Paul responds to all of this by reflecting on what Jesus taught and lived out in His own life. The Apostle tells us to pause, take that meditative breath, and allow the Christ inspired thoughts of our redeemed minds to take control of our emotions. Then we are counseled to do all that we do, say the words that we speak, and respond to others as an act of worshipful honor to Christ. This approach will change everything in our interactions with others. It doesn’t matter if the person that we are engaged with is close friend, family, distant acquaintance, or a stranger for they are all due to receive the same respect and honor in the name of Christ. This ability to engage with everyone in a loving and God-honoring manner was a distinct marker of Jesus’ way of living in our world. It should be the same for those of us who follow Christ. As we respond to evil with grace we infuse the heavenly into the harsh landscape of our world and touch its fevered brow with Christ’s peace and redemption.

He said to him the third time, “Simon, son of John, do you love me?” Peter was grieved because He said to him the third time, “Do you love me?” and he said to Him, “You know everything; You know that I love you.” Jesus said to him, “Feed My sheep.”

John 21: 17

 

There is a quality to this scene on the beach that would be perfect for a film script.

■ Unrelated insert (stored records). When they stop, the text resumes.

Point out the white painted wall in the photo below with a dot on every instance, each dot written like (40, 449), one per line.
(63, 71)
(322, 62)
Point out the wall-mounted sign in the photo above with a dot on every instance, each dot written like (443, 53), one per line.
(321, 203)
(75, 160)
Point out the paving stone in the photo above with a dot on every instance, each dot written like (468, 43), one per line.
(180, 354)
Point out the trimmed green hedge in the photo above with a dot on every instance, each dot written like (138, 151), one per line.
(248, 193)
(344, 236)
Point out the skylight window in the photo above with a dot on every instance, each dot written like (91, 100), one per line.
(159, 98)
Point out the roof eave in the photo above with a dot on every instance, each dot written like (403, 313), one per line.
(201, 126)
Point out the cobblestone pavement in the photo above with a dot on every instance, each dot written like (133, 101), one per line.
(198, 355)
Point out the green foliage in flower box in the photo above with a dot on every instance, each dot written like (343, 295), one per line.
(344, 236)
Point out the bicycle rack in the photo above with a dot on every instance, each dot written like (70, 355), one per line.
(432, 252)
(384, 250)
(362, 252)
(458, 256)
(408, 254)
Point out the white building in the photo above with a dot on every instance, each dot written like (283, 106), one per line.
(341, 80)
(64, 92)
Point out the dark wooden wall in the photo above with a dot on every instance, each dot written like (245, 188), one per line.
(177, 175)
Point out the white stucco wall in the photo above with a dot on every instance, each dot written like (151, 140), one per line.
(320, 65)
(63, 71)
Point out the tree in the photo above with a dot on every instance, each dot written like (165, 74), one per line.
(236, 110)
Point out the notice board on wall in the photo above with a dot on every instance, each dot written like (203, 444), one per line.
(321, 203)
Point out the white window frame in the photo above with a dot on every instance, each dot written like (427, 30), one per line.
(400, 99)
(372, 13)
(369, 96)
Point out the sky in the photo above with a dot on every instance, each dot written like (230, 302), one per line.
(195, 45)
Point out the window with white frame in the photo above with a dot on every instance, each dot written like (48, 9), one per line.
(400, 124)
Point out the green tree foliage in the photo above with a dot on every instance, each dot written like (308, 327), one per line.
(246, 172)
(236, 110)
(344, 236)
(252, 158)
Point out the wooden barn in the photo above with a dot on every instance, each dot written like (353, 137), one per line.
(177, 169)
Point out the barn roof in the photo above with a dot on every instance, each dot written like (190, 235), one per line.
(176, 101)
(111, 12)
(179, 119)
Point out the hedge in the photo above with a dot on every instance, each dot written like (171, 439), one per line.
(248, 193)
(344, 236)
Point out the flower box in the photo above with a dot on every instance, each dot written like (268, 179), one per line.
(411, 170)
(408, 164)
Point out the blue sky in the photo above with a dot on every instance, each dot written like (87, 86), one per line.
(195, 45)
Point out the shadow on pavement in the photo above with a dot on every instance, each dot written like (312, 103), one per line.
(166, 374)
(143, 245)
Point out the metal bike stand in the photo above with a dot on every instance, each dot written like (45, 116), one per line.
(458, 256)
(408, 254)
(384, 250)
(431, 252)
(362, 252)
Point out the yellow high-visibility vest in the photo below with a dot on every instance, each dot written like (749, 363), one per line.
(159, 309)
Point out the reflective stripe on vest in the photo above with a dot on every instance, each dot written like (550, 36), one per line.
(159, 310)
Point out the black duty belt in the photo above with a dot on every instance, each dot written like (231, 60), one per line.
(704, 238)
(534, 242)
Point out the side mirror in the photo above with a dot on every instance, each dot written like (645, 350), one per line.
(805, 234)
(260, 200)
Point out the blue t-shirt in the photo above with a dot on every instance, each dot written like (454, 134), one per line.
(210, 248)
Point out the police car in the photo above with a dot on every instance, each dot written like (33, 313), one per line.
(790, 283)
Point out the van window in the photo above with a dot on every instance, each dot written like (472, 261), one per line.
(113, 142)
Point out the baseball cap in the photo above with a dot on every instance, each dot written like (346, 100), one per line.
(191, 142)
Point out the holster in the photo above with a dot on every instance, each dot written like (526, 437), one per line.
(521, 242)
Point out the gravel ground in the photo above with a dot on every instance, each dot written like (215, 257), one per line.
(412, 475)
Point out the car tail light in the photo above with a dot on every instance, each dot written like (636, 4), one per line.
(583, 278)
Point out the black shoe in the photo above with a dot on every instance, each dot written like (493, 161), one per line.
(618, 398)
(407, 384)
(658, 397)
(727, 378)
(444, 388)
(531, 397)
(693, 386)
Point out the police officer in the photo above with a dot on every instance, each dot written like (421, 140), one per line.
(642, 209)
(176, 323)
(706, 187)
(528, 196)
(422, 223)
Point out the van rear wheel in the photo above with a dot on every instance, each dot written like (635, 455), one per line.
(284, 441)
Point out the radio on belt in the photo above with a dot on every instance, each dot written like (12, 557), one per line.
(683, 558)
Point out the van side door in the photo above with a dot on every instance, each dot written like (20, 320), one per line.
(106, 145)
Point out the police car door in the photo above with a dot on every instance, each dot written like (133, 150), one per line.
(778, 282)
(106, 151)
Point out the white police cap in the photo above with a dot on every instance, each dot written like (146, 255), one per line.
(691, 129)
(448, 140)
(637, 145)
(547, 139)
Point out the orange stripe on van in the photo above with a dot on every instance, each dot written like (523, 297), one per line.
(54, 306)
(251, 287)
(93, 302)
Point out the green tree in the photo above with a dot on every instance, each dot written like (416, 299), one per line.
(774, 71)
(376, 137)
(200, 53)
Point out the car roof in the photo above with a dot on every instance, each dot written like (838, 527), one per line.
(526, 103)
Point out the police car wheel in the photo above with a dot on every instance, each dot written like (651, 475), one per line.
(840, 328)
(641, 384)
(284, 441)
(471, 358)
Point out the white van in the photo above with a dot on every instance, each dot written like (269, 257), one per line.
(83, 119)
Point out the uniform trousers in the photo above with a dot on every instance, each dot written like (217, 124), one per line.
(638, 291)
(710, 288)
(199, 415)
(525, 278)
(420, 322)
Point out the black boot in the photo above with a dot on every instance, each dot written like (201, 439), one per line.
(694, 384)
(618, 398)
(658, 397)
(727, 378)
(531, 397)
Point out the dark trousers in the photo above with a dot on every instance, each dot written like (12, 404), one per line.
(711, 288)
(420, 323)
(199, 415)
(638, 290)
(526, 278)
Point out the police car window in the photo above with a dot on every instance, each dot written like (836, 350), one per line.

The setting is striking with the growing light of the early morning on the shore of the Sea. The fire would provide a dramatic glow to show the faces of Jesus and Peter as they dialogue. The emotion on Peter’s face could be emphasized by the way that the camera focused on his pain and confusion and their resolution in the loving words and actions of Christ. For here He is, the Lord of the Universe, the One who created it all, the King of Kings, and He is cooking fish to feed His wandering followers. Christ has come to bring the life of His grace to Peter’s broken spirit. Christ is reaching out to allow His truth to heal that brokenness and to set His people on the path that will take them into God’s plan and purpose for the rest of their lives.

 

Although Peter is one of the great figures in the history of the Christian faith, he seems to have been a great deal like most of us. He was not very consistent in his courage or in his application of God’s truth to the actual living of life. In simple terms, Peter fell down and acted the fool on far too many occasions. Yet, God had a plan for him and for his life, and God’s desire for Peter’s life would not be defeated by Peter’s own humanity. Instead, the Lord came after Peter with relentlessness and with understanding. As Jesus is talking with Peter, He probes some very sore wounds, and the pain that results is hard to endure. But Peter does come through the procedure. He is healed of the sin that has driven him away from God’s calling. Christ makes Himself evident and present for Peter and for the rest of us, too.

 

Most of us have Peter like stories to tell. We have failure and weakness in our lives and in our personalities that seems to dog us and to bring defeat to our journey. We carry with us the harsh reality of our sinful selves as it continually rises up and knocks us off of our feet. Still, after these dark nights of hopeless wandering, there is Christ. He is waiting for us to come to the warmth of the fire. There we will find the comfort of His presence and the strength that His Word brings to our starving spirits. God has come. He is with us. He asks that we turn away from our fears, get out of our self-focused thinking, and join Him in the light of His truth and loving grace. Christ is here to send each of us out into His pasture to, “Feed My sheep.”